Nucleic Acids Research Advance Access originally published online on February 18, 2007
Nucleic Acids Research 2007 35(5):1638-1648; doi:10.1093/nar/gkm033
Nucleic Acids Research, 2007, Vol. 35, No. 5 1638-1648
© 2007 The Author(s).
This is an Open Access article distributed under the terms of the Creative Commons Attribution Non-Commercial License (http://creativecommons.org/licenses/by-nc/2.0/uk/) which permits unrestricted non-commercial use, distribution, and reproduction in any medium, provided the original work is properly cited.
Structural Biology |
Insights into Fanconi Anaemia from the structure of human FANCE
Department of Biochemistry, University of Cambridge, Tennis Court Road, Cambridge, CB2 1GA, UK
*To whom correspondence should be addressed. Tel: 00441223333667; Fax: 00441223766002; Email: luca{at}cryst.bioc.cam.ac.uk
Received November 2, 2006. Revised December 20, 2006. Accepted January 5, 2007.
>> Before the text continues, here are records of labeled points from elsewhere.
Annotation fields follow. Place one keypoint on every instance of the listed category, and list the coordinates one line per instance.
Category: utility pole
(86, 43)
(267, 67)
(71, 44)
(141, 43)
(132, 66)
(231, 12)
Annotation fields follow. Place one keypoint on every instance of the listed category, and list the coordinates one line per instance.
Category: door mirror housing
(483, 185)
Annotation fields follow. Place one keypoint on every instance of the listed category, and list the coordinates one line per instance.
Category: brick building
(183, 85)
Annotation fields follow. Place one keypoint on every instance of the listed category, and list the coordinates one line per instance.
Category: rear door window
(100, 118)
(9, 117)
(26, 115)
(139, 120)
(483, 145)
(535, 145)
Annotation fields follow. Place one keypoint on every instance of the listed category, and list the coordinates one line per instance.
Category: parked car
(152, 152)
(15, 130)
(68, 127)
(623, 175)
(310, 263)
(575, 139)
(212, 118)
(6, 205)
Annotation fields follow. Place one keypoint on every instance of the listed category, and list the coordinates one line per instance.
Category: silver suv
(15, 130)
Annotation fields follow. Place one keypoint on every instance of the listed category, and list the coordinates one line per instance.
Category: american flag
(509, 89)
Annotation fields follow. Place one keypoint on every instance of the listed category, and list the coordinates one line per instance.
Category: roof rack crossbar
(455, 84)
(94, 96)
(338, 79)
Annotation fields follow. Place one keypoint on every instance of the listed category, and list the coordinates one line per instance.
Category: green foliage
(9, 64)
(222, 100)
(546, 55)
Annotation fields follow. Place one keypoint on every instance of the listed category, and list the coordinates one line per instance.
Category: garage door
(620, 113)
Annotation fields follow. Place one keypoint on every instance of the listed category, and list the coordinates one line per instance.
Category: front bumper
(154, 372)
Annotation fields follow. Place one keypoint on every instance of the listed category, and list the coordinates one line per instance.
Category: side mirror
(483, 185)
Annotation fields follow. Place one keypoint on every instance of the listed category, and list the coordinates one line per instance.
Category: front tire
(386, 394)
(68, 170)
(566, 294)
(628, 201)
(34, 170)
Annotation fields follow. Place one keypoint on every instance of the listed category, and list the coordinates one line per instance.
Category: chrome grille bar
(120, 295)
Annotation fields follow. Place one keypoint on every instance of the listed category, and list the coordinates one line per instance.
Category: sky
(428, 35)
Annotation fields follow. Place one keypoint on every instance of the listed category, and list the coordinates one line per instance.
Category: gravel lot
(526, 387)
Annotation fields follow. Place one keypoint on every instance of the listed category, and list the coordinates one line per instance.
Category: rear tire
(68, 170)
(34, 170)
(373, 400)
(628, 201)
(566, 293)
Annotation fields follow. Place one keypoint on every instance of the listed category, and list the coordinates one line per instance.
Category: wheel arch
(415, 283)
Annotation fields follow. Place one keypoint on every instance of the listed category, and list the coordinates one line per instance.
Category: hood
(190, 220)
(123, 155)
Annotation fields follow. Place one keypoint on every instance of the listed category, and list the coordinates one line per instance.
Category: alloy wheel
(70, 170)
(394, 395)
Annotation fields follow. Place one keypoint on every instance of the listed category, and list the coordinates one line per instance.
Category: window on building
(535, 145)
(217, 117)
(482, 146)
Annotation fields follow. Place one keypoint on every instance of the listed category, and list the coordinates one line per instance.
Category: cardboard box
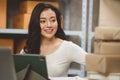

Fanconi Anaemia (FA) is a cancer predisposition disorder characterized by spontaneous chromosome breakage and high cellular sensitivity to genotoxic agents. In response to DNA damage, a multi-subunit assembly of FA proteins, the FA core complex, monoubiquitinates the downstream FANCD2 protein. The FANCE protein plays an essential role in the FA process of DNA repair as the FANCD2-binding component of the FA core complex. Here we report a crystallographic and biological study of human FANCE. The first structure of a FA protein reveals the presence of a repeated helical motif that provides a template for the structural rationalization of other proteins defective in Fanconi Anaemia. The portion of FANCE defined by our crystallographic analysis is sufficient for interaction with FANCD2, yielding structural information into the mode of FANCD2 recruitment to the FA core complex. Disease-associated mutations disrupt the FANCE–FANCD2 interaction, providing structural insight into the molecular mechanisms of FA pathogenesis.